There are many chances for congenital anomalies to form while a child is still developing. One of the locations these anatomic anomalies occur is in the penis and other external genitalia. Typically, urethral abnormalities in male children are noticeable by examining external genitalia, whereas in females, these abnormalities may be present without any malformation of the external genitalia structures. The only time that surgery is necessary is if function of the urethra is impaired. However, some patients may seek surgery for cosmetic reasons. Here are some of the most common penile and urethral anomalies, and a few rare conditions.
Chordee is a common condition in males but it is rarely noticed until puberty. Essentially, it is a malformation of the penis in its erect form. The primary cause of this condition is a course, fibrous tissue that runs alongside the path of the corpus spongiosum. A secondary cause of the condition is usually diagnosed as a difference in size between the two corpora inside the penile structure. Episdpadias, typically the urethra opens at the tip of the penis. However, in rare circumstances, the urethra opens on the penile shaft. This opening can be either partial or complete. Unfortunately, this condition can lead to incontinence and almost always requires penile reconstruction.
Other Penile Anomalies
Phimosis is one of the common anomalies that medical professionals see in infants, children, and adults. This condition prevents the foreskin from retracting. This condition can either be acquired or congenital.

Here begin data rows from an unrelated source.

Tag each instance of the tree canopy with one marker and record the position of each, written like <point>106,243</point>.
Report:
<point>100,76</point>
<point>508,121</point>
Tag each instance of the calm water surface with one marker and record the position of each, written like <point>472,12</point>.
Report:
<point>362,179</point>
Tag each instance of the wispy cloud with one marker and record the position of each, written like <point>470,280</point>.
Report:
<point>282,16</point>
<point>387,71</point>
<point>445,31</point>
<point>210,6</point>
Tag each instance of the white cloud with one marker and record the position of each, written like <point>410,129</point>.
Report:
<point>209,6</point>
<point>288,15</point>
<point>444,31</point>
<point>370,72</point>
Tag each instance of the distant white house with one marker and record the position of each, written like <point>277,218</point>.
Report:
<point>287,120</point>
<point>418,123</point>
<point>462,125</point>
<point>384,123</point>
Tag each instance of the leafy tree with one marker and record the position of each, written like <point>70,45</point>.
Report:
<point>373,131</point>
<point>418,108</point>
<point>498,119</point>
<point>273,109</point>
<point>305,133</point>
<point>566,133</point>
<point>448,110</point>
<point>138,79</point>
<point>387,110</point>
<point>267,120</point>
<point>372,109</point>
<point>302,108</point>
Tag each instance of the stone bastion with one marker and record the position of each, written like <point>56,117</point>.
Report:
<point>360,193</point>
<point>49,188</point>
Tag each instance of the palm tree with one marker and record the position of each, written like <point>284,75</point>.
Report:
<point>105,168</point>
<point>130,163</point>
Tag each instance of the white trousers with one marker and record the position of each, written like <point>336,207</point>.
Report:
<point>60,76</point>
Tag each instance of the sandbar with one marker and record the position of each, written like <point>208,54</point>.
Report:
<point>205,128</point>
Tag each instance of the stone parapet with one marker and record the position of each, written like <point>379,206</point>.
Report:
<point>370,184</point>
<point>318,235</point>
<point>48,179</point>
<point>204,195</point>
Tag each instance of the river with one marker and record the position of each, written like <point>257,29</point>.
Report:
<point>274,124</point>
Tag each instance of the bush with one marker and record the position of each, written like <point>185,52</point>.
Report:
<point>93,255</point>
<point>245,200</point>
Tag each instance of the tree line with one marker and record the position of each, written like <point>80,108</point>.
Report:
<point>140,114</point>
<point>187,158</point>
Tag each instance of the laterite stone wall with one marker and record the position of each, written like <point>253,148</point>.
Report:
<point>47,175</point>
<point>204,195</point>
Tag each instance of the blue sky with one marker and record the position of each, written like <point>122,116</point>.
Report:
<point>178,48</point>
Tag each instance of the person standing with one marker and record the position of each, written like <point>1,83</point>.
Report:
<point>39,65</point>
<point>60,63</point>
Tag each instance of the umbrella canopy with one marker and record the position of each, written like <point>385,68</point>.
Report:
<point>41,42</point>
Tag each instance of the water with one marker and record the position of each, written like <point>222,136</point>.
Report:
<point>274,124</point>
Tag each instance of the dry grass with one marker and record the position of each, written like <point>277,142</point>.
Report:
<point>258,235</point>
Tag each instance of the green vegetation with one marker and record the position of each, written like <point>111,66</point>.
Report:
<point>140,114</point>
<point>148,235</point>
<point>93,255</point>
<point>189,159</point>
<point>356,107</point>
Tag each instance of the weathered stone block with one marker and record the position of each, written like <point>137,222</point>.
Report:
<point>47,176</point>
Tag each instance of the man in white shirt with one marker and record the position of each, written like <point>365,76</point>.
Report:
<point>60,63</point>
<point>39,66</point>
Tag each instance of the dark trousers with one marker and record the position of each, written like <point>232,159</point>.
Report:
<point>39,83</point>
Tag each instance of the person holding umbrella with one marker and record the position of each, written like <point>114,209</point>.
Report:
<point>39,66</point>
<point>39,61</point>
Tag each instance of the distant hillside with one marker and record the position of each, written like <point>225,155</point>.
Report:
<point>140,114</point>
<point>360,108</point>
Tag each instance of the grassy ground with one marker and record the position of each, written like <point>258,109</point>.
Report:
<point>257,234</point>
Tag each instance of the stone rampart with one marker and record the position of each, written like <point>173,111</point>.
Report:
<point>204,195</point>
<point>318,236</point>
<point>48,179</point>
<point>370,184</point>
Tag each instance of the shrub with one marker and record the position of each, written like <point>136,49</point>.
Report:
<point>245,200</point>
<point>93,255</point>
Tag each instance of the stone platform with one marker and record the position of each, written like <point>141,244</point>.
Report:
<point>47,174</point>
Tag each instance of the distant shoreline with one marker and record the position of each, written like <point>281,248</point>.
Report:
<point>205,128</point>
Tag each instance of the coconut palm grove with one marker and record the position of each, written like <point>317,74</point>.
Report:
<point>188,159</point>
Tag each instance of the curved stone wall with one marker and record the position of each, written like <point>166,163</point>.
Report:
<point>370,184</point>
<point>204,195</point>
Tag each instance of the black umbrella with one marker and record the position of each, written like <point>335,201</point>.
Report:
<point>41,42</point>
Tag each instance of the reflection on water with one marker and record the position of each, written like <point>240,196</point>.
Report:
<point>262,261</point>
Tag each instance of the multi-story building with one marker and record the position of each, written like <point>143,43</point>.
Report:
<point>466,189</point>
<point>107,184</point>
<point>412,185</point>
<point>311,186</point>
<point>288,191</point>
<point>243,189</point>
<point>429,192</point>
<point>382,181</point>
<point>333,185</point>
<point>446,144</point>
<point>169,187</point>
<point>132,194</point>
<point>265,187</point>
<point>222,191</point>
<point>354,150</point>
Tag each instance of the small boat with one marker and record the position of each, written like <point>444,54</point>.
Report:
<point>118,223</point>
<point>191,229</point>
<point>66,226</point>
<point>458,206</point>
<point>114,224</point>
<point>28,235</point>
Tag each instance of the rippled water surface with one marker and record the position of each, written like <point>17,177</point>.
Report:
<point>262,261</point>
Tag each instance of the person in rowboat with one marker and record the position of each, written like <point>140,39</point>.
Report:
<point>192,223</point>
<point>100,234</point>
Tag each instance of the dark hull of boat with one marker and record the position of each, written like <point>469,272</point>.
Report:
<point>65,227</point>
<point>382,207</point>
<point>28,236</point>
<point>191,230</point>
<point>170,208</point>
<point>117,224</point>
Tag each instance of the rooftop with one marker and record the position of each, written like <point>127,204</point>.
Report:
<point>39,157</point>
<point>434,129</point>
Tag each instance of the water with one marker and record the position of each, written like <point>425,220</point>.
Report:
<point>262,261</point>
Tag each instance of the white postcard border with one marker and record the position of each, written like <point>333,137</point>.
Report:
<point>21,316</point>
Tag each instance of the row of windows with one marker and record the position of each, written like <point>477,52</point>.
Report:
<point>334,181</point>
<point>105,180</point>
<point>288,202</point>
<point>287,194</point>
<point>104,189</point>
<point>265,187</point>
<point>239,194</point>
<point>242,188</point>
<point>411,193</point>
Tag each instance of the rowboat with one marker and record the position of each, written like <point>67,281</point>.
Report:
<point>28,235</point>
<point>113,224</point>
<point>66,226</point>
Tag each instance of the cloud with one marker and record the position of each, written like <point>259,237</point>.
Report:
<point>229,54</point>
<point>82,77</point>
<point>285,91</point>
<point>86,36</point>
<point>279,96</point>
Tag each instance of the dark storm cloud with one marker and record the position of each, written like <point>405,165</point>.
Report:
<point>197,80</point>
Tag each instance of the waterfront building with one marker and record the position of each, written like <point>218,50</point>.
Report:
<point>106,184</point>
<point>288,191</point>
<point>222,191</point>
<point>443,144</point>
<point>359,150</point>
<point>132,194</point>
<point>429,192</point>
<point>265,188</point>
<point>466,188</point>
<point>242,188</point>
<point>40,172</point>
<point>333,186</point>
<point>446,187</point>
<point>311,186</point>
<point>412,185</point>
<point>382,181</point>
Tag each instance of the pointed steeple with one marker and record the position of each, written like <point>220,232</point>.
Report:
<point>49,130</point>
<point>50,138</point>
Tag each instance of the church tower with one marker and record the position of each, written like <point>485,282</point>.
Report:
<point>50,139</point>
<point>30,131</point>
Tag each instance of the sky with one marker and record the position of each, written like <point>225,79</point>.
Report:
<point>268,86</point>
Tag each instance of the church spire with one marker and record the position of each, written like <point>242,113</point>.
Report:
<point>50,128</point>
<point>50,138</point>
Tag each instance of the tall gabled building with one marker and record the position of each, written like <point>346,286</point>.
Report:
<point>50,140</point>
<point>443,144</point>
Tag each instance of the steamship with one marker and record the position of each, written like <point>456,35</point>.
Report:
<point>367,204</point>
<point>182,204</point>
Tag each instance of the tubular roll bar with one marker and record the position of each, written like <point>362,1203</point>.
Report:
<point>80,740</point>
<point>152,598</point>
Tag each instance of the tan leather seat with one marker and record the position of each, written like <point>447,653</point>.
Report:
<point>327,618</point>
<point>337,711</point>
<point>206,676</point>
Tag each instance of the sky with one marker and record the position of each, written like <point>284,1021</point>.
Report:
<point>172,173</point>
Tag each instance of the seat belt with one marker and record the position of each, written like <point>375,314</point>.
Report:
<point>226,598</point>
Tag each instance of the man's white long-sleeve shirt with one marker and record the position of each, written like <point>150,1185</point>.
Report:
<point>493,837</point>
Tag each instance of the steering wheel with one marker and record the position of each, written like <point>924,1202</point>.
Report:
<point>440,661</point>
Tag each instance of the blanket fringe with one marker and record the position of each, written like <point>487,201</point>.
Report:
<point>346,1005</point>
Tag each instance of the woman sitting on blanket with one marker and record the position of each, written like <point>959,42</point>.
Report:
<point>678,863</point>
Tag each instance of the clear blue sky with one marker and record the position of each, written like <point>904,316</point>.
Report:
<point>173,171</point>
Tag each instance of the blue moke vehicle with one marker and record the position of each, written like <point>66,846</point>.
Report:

Paraphimosis is common and is the inability of the foreskin to retract distally over the head of the penis. Most cases of paraphimosis require circumcision to correct the condition. This can be a dangerous condition and is considered an emergency and should immediately be treated by a urologist. Not only does this condition restrict urine flow, it blood flow and causes swelling and potentially severe pain.
At times, uncircumcised males suffer from a condition known as a tight frenulum, which can cause a lot of discomfort. This is a condition caused when the foreskin does not retract completely, which can cause bleeding when during an erection, or other retraction. Sometimes, this condition resolves on its own. However, if this condition becomes severe, surgery may be required to correct the condition.
While some of these conditions are congenital and present at birth, others develop with age, or specific situations. Not all these conditions are preventable, but some can be avoided with proper self-maintenance and regular sexual health checkups. As you can see, there are several conditions that are directly related to being uncircumcised. Proper self-care may prevent some of these conditions from occurring, but sometimes, the conditions are unpreventable.